Once the size of the box was chosen I went ahead and played around with the Enclosure Volume Calculator to arrive at the final dimensions. The only starting dimension was 15" wide for the front baffle to fit the SEOS waveguide with a little room to spare. I could have made it much taller and less deep, but it still wouldn't be tall enough to be floorstanding, and I'd rather just make stands for them later anyway. The .2 cubic feet entered for the driver volume is a rough estimate of the woofer, waveguide, and bracing. The final volume will not be exactly 2 cubic feet, but I tried to err on the larger side, since a slightly larger box will give a little more extension.

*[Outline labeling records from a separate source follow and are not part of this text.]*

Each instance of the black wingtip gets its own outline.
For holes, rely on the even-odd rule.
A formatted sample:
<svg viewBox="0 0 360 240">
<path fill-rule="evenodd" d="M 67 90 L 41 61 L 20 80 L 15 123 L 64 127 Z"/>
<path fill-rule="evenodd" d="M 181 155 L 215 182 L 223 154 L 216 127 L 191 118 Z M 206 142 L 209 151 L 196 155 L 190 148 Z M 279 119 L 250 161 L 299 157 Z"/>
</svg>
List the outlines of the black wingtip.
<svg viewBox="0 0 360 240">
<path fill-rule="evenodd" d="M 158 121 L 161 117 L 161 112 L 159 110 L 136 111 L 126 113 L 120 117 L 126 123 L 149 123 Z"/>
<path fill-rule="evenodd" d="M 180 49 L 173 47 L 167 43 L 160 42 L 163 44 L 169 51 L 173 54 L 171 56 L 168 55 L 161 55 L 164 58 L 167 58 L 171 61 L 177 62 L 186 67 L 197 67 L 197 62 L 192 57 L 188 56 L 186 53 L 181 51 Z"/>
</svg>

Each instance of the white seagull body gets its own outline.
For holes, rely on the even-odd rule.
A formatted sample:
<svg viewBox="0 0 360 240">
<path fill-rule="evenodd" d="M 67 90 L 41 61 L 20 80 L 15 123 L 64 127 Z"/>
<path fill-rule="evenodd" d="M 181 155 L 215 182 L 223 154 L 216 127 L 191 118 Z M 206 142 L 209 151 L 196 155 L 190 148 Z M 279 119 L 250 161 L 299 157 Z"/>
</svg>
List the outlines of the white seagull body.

Finally, with the dimensions in hand I made up a cut list using a free program aptly named Cut List. It will try to find the most material efficient layout of panels, which can be nice, but in this case I just entered the panels and manually arranged them (which can be done just as easily with a sheet of paper and a pencil). I laid out the panels so that I could rip down the material and make sure that all of the panels had the same width (especially the 14 1/2" pieces since they must be identical). The 15" pieces aren't as critical since they'll be going on the front and back and I can just trim them with a flush-cut router bit.

Finally, I had to decide on what type of material to use. I'm very fond of the Baltic Birch plywood I used for my subwoofer project, since it's extremely strong, void-free, and fairly lightweight. It also has some decent looking grain, so with a little finishing work it provides a handsome natural wood finish. However, since these speakers will eventually go in a home theater (hopefully with a projector) they're going to get a more functional-- and less flashy-- matte black paintjob to reduce light reflections. And there isn't much that takes paint better than MDF, so that's the material I'll be going with. I'm not a fan of the ridiculous dust from the stuff, though, so I'll probably be picking up a respirator or at least a heavy duty dust mask when I go to the hardware store.